Most of its nuclear reactors are still offline after the 2011 Fukushima disaster, and the nation set a goal two and a half years ago of reaching carbon neutrality by 2050.
Fuel cell blues
Hydrogen-powered fuel cell vehicles, which Japanese automakers helped pioneer, were a key part of the original plan. The government had hoped for 40,000 of these cars to be on the road by 2020, and 800,000 by 2030. But by the end of last year, just 7,700 units had been sold in the country since 2014.
Despite subsidies for buyers, they remain "very expensive", even compared to battery-powered electric cars, Kentaro Tamura, a Japan-based expert at the Institute for Global Environmental Strategies (IGES), told AFP.
Hydrogen refuelling stations have high installation and upkeep costs, and are rare in comparison to charging spots for electric vehicles, Tamura added.
The results have been better but still modest in housing -- the other major area initially earmarked for hydrogen expansion. A residential fuel cell programme called "Enefarm" was meant to equip 5.3 million Japanese homes by 2030.
It uses gas to create hydrogen that reacts with oxygen from the air to generate electricity and heat water. But by the end of 2022, just 465,000 systems had been installed, far short of the government's target of 1.4 million by 2020.
Price is a key factor here too, Tamura said, with installation costs "very high compared with alternative technologies like heat pumps".
Energy experts were sceptical of Japan's hydrogen strategy from the start, because it was launched without creating a reliable supply chain for environmentally friendly "green" hydrogen, produced from renewable energy sources.
Instead, Japan opted for so-called "grey" hydrogen, made using greenhouse gas-emitting coal, petrol or gas, and "blue" hydrogen, which also comes from fossil fuels but with the carbon emissions captured and stored.
In the meantime, countries such as China and some European nations have moved faster on green hydrogen, which remains rare and expensive but is key to decarbonisation, the Japanese Renewable Energy Institute think-tank says.

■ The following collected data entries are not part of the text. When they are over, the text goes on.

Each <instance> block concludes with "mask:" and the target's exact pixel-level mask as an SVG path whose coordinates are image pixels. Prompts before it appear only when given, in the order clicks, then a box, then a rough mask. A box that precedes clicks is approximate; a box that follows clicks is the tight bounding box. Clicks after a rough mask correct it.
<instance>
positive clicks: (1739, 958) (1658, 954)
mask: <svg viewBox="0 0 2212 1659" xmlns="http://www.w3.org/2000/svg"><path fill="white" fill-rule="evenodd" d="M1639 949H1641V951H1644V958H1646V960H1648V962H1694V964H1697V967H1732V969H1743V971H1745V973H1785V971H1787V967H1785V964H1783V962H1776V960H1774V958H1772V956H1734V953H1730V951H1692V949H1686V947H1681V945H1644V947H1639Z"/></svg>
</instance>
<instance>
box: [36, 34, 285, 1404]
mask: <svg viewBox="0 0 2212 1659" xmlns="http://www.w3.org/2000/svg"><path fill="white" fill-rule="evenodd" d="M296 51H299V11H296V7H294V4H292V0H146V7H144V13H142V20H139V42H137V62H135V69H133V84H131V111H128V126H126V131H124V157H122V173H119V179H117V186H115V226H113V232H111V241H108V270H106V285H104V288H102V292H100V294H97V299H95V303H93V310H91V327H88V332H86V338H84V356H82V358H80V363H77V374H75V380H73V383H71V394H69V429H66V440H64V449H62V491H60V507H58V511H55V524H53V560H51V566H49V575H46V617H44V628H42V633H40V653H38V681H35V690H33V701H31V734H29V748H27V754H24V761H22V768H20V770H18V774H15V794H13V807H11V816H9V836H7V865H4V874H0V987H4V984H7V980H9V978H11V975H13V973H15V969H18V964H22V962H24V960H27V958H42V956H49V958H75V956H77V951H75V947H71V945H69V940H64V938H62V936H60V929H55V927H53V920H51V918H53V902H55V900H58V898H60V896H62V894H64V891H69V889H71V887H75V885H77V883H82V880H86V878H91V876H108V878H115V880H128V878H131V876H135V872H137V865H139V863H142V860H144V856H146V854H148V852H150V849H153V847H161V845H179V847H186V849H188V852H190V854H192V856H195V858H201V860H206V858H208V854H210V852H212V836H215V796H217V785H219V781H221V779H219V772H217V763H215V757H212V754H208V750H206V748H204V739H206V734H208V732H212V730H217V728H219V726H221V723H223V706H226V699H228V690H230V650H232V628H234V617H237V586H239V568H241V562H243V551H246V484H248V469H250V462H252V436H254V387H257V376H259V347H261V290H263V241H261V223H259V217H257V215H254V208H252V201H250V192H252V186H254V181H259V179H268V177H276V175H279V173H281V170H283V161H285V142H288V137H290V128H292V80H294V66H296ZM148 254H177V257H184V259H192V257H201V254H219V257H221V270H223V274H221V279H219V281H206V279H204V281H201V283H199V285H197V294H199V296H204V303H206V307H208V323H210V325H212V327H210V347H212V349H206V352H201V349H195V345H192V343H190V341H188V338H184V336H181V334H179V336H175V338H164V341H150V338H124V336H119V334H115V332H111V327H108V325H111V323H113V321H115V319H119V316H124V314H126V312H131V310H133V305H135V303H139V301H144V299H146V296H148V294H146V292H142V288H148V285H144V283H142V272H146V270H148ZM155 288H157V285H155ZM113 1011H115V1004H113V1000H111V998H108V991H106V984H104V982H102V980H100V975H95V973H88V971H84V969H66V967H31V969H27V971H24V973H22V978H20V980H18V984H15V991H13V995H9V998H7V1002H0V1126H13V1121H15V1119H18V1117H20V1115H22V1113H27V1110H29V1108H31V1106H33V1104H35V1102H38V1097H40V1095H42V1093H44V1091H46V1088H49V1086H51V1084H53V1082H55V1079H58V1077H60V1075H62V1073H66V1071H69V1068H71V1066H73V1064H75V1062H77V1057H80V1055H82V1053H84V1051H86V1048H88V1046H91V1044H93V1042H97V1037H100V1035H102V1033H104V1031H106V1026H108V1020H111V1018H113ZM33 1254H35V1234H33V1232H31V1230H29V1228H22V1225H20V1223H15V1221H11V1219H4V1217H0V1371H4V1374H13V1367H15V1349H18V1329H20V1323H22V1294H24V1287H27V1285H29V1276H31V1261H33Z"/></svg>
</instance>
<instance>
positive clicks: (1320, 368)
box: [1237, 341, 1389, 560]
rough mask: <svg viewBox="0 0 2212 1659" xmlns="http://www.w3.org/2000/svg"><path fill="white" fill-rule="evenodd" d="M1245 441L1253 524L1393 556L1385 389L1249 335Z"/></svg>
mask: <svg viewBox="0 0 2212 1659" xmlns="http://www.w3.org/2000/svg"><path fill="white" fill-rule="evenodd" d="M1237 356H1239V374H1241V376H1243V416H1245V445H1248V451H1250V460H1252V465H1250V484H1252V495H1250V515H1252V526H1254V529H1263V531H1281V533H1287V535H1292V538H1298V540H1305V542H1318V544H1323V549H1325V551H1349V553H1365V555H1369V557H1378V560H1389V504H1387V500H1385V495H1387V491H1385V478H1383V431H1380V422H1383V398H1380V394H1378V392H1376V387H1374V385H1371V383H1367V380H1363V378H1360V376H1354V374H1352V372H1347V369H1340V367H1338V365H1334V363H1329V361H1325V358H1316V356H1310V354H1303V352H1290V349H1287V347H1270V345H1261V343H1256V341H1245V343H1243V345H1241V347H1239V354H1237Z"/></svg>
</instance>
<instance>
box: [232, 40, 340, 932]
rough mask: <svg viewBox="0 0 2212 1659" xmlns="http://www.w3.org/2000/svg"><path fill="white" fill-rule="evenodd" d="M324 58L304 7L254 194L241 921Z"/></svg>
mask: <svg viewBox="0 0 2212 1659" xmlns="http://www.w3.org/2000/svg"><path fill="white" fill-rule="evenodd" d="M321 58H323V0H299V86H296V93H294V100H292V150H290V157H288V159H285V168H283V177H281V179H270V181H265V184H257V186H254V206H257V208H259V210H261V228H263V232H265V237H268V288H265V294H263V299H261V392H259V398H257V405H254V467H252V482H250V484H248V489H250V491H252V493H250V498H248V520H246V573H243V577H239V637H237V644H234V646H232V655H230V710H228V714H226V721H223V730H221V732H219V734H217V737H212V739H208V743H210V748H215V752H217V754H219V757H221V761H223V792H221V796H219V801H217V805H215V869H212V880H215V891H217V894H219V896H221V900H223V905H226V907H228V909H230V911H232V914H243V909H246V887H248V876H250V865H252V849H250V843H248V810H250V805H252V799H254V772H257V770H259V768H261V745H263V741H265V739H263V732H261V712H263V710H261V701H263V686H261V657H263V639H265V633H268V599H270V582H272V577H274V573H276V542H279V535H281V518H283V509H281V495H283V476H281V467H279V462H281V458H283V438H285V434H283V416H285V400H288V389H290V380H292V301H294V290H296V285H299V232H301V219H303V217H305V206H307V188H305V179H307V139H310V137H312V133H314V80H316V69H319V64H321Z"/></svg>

In March, Tokyo agreed to spend $1.6 billion on an ambitious but controversial venture in Australia to produce liquid hydrogen from lignite coal and export it to Japan. But critics say the project's "blue" hydrogen claims are based on carbon capture technology that does not yet exist.
Despite the setbacks, Japan will revise its hydrogen strategy by the end of May, with the Nikkei business daily reporting plans to increase its supply of the fuel to six times the current level by 2040.
It is also promoting another use for hydrogen and its derivative ammonia: burning it alongside gas and coal at existing power stations, to reduce carbon emissions.
An official from the Ministry of Economy, Trade and Industry told AFP that ammonia co-firing is "a realistic means of energy transition that is more CO2-reducing and economically efficient than the early phase-out of coal-fired power and its replacement with renewable energy".
But climate campaigners question the value of the expensive practice on the path to cleaner energy. Japan is "the only G7 member" pushing for co-firing, Greenpeace's Hirotaka Koike said, describing it as a "national policy to keep the 'sunset' industry (of thermal power stations) alive".